Вспоминая теперь все подробности этого весьма загадочного случая, я могу объяснить себе все ясно, но для этого было необходимо, чтобы разгадка распутывалась медленно, исподволь, целыми годами.
Помню хорошо, как мы приехали вечером в Толкушино, где должны были находиться подставные лошади. Но их не оказалось. Мать была весьма взволнована этой неожиданностью. Она ни за что не хотела остаться ночевать в Толкушине, и нас повезли на мельницу.
Помню, как старичок Алексей, у которого мы останавливались в Толкушине, говорил матери внушительным шепотом:
– Не хорошо, матушка, там, на мельнице-то… не хорошо, не покойно!.. А впрочем, ваша воля.
– Это он хочет, чтобы мы остались здесь, – быстро по-французски сказала мне мать, – хочет, чтобы мы заплатили ему за ночлег.

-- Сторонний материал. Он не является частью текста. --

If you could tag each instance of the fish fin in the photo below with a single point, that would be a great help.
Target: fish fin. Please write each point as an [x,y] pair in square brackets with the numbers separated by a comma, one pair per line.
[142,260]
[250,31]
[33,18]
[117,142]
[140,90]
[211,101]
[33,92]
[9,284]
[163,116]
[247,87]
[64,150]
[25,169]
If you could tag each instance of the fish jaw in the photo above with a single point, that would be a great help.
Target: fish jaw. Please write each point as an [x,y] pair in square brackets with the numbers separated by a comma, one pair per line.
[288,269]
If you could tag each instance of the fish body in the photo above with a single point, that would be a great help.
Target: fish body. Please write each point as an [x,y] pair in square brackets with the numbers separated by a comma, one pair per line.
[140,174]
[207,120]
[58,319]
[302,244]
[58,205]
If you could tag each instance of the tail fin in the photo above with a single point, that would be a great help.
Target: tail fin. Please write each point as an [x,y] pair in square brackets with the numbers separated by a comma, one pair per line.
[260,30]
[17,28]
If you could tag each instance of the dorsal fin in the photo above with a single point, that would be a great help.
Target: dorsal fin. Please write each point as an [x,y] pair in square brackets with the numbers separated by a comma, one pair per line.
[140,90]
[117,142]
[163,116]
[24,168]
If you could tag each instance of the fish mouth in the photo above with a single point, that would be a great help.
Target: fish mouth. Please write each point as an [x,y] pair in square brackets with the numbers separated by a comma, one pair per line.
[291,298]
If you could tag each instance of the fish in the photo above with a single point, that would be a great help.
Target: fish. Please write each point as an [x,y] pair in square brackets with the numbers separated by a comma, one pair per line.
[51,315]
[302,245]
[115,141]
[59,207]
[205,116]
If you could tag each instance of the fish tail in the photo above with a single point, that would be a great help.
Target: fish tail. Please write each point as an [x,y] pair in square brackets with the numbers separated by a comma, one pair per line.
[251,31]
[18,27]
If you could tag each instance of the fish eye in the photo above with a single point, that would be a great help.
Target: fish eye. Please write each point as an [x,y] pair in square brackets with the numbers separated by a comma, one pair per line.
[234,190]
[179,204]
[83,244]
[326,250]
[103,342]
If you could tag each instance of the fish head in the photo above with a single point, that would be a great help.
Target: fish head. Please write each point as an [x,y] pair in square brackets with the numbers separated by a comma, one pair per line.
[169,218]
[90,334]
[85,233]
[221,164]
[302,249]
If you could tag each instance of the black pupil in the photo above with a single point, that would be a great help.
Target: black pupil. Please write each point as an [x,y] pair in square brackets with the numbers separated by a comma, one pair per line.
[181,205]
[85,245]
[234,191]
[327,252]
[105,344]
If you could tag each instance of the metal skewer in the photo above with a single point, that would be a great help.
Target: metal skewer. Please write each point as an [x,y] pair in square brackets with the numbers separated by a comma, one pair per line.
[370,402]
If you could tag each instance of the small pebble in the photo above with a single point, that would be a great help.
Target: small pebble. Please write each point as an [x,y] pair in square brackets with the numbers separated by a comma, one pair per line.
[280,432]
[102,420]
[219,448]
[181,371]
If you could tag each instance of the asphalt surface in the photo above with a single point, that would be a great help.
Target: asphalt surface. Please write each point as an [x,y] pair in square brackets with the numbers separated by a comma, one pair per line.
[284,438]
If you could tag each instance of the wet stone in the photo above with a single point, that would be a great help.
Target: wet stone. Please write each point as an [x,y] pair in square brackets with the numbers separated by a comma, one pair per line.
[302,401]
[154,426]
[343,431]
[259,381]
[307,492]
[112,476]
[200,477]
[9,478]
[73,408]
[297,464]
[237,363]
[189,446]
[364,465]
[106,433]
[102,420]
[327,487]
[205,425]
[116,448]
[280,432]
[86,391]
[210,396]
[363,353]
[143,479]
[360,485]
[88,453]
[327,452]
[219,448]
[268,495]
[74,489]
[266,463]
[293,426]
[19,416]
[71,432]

Но тут вошел сын мельника, высокий статный мужик лет 35, Ананий. Таких глаз, как у него, я не встречал ни у кого во всю мою жизнь, – быстрые, бегающие, точно блестящие угли.
– Поедем же, барыня, чего думать-то? У нас прохлада. Погуляете… Горница тоже хорошая, будет вам покойно… А дичи, дичи что! И-и… страсть!
Последняя приманка летала в мой огород и решила нашу участь.
Мы отправились.
Помню ясный, теплый вечер, несмолкаемый шум воды и гулкую стукотню мельничных поставов, от которых все здание мельницы тряслось и дрожало, здание старинное, из крепкого кондового леса, уже сильно потемневшего. Помню острую свежесть широкого пруда, под раскидистыми старыми ветлами, к которым вплоть подступали вековые дубы. Они составляли часть темного, густого леса.
Дормез подъехал к низенькой двери, отворенной настежь. Лошади вязли в почерневшей соломе, густо наваленной на плотине. На широком покатом помосте стоял Барух, седой, косматый, с такими же бойкими глазами, как у Анания, только глубоко ввалившимися в темные глазные впадины. Ананий, провожавший нас на роспусках, соскочил и подошел к дормезу в одно время с отцом. Лакей Карп отворил тяжелую дверцу и откинул подножку.
– Здравствуйте, сударыня! Добро пожаловать, милости просим, – говорит Барух.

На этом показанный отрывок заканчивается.